1. Policy makers in healthcare and agri-food sectors: HGT impacts the evolutionary emergence of AMR in the clinic and the spread of functional traits in soil bacterial communities. Designing policies and interventions that aim to e.g. limit the spread of AMR or conserve the functional diversity of soil bacterial communities, requires sharing knowledge and understanding of the dynamics of HGT and how these are shaped by the ecology of microbial communities and their environments arising from this research with stakeholders and policymakers in these sectors. We will engage with healthcare stakeholders via an established clinical network (PARC; PI Brockhurst is a member) and agri-food stakeholders via the N8 AgriFood Partnership facilitated by the N8 AgriFood Knowledge Exchange Fellows. Our project examining plasmid dynamics in the phytosphere will help us to better understand the potential drivers of plasmid spread in natural environments.

2. Secondary school age children: Teaching of evolution in Key Stages 2 and 3 of the National Curriculum is mainly theoretical and lacking in engaging practical classes. Our discoveries will advance understanding of the fundamental processes of bacterial evolution. Thus, we aim to add knowledge via curriculum changes and to change schoolchildren perceptions and knowledge (via our Pathways to Impact strategy). We will take experimental evolution into the school classroom allowing pupils to experience evolution in action themselves in real time, generating excitement about microbes and evolution and offering deeper experiential learning.

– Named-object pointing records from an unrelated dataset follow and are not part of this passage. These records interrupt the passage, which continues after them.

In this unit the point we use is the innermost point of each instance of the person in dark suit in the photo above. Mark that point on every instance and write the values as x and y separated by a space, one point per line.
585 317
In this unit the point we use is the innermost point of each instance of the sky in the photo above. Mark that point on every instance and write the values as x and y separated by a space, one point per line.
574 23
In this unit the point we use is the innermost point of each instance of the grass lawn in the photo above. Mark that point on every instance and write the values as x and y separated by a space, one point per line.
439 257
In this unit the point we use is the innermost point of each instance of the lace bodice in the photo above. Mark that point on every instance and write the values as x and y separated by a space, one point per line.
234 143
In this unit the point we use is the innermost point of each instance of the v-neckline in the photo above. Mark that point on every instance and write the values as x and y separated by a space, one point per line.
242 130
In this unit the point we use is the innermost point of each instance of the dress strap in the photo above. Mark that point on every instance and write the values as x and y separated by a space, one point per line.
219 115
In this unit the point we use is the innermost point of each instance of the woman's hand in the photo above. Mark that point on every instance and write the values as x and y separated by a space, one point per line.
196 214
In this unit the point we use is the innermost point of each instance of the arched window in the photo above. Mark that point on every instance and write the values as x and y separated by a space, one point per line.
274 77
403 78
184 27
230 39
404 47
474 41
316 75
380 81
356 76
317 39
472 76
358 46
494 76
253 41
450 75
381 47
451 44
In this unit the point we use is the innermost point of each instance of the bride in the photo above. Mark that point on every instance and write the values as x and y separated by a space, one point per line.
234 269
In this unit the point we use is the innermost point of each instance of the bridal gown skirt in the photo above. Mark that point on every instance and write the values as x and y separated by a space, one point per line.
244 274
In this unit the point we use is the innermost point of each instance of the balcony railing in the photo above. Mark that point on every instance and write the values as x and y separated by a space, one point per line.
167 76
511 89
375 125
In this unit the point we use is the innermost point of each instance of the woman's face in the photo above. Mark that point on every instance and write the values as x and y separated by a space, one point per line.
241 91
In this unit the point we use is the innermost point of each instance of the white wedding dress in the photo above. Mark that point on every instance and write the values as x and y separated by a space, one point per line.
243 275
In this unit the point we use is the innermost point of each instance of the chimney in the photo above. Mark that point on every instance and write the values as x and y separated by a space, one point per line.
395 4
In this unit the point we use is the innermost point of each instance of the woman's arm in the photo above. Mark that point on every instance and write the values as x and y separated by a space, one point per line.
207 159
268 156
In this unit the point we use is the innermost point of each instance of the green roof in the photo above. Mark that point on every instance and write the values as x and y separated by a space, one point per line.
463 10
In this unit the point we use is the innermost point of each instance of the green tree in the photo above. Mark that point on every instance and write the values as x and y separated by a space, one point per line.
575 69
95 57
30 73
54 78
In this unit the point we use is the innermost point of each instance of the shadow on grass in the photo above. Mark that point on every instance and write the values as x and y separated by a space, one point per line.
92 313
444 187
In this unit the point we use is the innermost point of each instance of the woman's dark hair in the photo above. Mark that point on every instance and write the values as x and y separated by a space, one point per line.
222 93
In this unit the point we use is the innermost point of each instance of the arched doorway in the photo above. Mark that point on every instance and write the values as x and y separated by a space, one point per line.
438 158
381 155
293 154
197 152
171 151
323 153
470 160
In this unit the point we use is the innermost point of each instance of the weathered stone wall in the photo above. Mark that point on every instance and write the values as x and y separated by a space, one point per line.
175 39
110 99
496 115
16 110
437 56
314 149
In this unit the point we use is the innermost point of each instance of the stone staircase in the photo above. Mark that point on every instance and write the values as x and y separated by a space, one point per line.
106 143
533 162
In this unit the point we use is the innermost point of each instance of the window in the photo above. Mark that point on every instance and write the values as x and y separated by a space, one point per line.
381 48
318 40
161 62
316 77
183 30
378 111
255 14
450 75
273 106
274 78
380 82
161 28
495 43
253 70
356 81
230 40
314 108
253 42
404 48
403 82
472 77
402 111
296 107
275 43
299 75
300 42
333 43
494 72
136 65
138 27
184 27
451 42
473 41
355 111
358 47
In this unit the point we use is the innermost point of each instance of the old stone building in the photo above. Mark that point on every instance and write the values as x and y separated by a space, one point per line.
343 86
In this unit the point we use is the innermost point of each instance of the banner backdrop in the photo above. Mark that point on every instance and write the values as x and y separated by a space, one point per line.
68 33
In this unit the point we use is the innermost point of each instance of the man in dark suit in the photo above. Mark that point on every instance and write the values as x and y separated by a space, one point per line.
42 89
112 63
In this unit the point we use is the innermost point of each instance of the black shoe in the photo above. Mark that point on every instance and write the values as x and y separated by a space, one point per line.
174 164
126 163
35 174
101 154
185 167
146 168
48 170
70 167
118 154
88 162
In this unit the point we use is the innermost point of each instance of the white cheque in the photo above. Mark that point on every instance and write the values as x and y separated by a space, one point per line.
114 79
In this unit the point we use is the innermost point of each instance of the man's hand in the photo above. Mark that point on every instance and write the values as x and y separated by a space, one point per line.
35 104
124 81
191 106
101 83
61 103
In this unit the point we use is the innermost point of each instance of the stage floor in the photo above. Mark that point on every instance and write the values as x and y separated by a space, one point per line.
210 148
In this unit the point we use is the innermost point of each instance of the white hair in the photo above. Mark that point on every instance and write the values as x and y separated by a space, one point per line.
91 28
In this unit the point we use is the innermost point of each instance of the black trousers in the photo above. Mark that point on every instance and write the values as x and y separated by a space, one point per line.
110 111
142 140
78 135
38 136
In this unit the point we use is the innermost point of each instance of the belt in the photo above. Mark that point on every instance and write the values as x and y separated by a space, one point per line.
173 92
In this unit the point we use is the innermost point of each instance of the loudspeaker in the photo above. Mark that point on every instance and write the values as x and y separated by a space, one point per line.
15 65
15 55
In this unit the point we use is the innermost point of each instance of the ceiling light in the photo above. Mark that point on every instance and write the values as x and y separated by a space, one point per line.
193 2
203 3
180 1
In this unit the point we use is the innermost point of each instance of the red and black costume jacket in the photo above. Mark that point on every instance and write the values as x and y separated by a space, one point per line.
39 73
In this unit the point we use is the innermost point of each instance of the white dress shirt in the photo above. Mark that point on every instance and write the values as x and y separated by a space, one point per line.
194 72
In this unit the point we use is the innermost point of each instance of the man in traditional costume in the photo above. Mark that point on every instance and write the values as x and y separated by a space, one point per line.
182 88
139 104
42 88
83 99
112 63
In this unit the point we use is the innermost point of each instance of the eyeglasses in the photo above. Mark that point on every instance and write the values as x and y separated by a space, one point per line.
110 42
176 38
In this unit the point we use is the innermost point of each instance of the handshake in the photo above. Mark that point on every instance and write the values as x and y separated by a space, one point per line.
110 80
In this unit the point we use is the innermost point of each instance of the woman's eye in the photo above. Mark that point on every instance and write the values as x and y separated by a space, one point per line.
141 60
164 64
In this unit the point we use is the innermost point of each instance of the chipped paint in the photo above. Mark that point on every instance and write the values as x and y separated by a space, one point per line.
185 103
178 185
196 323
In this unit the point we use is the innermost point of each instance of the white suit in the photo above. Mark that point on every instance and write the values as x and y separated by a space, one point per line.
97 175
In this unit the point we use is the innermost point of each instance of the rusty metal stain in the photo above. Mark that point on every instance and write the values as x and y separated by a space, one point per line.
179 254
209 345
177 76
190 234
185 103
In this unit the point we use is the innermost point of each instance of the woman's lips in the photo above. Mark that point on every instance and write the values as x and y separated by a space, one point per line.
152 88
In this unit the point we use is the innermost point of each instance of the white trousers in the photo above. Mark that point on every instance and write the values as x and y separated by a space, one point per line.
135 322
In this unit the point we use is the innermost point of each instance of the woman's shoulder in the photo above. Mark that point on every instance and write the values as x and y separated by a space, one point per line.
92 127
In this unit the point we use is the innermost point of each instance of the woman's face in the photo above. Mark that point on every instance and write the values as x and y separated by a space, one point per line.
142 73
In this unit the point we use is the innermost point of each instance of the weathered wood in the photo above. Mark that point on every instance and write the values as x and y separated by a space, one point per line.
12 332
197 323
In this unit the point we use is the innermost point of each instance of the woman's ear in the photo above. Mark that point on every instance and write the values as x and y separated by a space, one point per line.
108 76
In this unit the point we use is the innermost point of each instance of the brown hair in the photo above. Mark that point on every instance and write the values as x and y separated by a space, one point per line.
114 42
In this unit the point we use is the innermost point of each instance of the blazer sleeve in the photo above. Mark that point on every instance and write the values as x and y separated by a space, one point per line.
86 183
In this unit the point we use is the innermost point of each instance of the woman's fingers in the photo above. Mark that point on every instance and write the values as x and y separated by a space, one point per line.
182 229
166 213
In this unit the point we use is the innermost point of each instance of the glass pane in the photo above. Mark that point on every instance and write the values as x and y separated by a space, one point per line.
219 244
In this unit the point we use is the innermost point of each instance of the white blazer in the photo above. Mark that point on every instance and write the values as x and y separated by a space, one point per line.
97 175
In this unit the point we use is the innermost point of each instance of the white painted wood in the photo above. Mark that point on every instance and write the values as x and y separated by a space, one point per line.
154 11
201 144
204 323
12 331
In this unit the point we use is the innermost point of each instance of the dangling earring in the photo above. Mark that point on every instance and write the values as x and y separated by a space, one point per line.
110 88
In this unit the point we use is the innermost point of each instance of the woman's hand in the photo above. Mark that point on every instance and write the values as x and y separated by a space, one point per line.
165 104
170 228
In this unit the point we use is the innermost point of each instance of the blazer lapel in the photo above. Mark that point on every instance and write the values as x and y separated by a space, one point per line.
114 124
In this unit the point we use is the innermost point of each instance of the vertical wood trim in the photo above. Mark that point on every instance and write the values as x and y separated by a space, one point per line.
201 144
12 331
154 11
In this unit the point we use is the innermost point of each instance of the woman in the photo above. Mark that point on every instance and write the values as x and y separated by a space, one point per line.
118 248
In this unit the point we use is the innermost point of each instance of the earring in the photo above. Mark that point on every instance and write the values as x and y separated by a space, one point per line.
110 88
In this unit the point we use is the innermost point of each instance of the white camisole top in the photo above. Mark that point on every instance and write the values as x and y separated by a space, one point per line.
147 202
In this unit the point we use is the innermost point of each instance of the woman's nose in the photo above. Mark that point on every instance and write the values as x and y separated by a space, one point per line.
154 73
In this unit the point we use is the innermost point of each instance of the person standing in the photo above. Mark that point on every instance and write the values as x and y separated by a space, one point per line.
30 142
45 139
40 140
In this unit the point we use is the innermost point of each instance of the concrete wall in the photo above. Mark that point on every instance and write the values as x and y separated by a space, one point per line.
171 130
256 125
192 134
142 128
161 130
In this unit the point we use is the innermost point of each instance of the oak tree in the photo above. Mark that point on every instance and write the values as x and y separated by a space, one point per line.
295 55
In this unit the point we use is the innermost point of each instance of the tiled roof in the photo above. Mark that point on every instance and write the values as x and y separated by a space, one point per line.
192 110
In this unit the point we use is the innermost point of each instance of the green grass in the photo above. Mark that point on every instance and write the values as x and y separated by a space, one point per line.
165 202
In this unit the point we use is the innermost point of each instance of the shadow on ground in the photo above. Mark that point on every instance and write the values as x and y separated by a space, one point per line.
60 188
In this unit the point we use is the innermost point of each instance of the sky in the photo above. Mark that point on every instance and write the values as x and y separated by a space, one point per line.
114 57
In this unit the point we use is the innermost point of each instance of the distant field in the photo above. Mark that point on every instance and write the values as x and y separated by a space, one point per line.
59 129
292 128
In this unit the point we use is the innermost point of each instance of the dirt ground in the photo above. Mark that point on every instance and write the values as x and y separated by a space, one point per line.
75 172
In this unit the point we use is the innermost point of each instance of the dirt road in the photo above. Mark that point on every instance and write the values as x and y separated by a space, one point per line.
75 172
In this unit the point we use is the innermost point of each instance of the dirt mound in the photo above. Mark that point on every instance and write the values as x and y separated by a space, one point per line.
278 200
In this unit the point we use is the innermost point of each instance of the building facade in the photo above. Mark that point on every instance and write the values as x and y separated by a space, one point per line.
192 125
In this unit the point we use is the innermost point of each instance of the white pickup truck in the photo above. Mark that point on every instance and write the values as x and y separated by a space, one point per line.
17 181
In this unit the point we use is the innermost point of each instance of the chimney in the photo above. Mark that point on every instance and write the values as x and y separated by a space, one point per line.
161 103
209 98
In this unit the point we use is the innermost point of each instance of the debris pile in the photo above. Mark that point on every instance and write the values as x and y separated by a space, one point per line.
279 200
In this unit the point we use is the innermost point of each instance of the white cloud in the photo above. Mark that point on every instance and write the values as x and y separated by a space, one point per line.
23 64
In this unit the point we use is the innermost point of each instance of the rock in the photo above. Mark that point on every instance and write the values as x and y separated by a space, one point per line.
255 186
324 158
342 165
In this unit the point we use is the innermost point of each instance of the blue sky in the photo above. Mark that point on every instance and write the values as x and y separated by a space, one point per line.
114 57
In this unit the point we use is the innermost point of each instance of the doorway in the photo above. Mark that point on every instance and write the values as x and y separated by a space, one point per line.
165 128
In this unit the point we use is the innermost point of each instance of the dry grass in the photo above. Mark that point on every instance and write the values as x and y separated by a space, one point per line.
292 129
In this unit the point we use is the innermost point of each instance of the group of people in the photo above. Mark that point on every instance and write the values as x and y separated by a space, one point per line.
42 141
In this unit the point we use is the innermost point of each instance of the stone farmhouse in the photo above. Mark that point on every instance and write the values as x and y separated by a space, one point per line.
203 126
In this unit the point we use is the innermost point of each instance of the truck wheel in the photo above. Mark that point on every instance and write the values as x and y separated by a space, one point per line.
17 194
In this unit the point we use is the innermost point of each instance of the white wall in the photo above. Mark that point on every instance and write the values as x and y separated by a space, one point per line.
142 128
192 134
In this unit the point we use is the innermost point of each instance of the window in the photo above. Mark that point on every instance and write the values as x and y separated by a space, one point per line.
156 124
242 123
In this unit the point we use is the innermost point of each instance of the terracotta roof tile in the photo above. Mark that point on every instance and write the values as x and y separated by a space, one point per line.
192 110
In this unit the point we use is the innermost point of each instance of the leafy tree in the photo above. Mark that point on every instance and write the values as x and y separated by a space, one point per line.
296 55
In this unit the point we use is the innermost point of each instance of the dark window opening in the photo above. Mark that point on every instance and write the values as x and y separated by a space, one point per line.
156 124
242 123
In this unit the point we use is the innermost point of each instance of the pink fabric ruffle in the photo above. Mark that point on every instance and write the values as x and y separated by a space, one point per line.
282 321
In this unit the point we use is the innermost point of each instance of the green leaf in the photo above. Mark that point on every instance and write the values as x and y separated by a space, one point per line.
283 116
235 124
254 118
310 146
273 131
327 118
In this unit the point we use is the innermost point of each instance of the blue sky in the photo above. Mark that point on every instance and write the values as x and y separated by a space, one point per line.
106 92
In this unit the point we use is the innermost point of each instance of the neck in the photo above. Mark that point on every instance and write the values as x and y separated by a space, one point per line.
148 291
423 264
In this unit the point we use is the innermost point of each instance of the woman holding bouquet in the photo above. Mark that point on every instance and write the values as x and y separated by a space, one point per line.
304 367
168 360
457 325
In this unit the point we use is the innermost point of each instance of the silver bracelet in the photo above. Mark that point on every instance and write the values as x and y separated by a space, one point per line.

3. Undergraduate and postgraduate students will benefit from interactions with all the researchers, both through the underpinning of teaching with research (i.e. the new discoveries), but also through research seminars at both home and external institutions, a horizontal gene transfer module in a MOOC, and via summer and final year projects.

4. General public: Bacterial evolution is high on the news agenda due to the crisis in antimicrobial resistance (AMR), however few non-scientists realise that this societal problem is exacerbated by HGT-mediated evolution. Public engagement activities will enhance public understanding of HGT and put this into the context of AMR to show what we can all do to reduce the risks of AMR.